More women, children now on lifesaving HIV treatment worldwide
The Elizabeth Glaser Pediatric AIDS Foundation (EGPAF) applauds today's announcement from the Joint United Nations Programme on HIV/AIDS (UNAIDS) that the goal of providing 15 million people with lifesaving antiretroviral therapy (ART) by 2015 has been met nine months ahead of schedule. The report, titled "How AIDS Changed Everything" provides a detailed breakdown of the progress made toward achieving Millennium Development Goal (MDG) 6: Halting and reversing the spread of HIV.
A key success has been the unprecedented global response to treating and preventing AIDS in children. In 2000, approximately 520,000 children became newly infected with HIV. In the absence of ART, children were dying in large numbers. However, global scale-up of prevention of mother-to-child transmission of HIV (PMTCT) services has yielded remarkable results. Between 2000 and 2014, the percentage of pregnant women living with HIV with access to ART rose to 73 percent and new HIV infections among children dropped by 58 percent—leading to 1.4 million averted pediatric HIV infections worldwide.

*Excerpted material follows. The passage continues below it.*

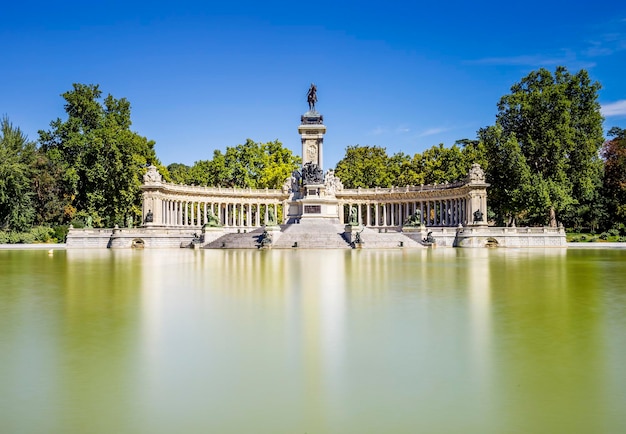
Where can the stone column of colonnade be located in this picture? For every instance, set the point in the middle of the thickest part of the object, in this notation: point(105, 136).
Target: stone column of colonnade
point(435, 212)
point(230, 213)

"What the global HIV/AIDS community has achieved is truly extraordinary," said Charles Lyons, EGPAF president and CEO. "We can end AIDS in children. What we need now is continued global commitments to dramatically scale up HIV treatment and prevention services and access to them, especially for women and children."
Despite this tremendous progress, more than 220,000 children were newly infected with HIV in 2014; meaning more than 600 children are still infected every single day. The majority of these children don't have access to the treatment they need—only 32 percent of the 2.6 million children living with HIV had access to ART in 2014. Without treatment, half of these children will die before age 2, and 80 percent won't live past age 5.
"No parent should ever have to endure the pain of losing a child to AIDS, and no child should be orphaned by the virus," said EGPAF Ambassador Florence Ngobeni-Allen, whose personal story of losing her first daughter to AIDS and later realizing her dream of having a family despite her HIV-positive status is featured in the new report. "Fortunately, so much has changed for women and children who are living with and affected by HIV. More mothers than ever before can now access lifesaving medications that will ensure their babies will be born and remain HIV-free. I am so proud to be one of those of mothers."
The report's findings are especially significant as the global HIV/AIDS community looks to create a new framework for achieving UNAIDS's ambitious goal to end AIDS by 2030. As both the MDGs and the Global Plan are set to sunset later this year, new Sustainable Development Goals (SDGs) are scheduled to launch at the upcoming UN General Assembly in September 2015 and are expected to include new HIV/AIDS targets as part of a broader health goal.
"Millions of lives have been saved and changed," said Lyons. "Under the transformational leadership of the U.S. President's Emergency Plan for AIDS Relief (PEPFAR), UNAIDS, and other partners, EGPAF has reached more than 22 million women with lifesaving services that protect their health and keep their babies HIV-free. However, we have many more women and children to reach in order to end the AIDS epidemic. And we can't do it alone. Only by accelerating our work together as a global community, with common intention and resources, will we be able to create a world where no child has AIDS."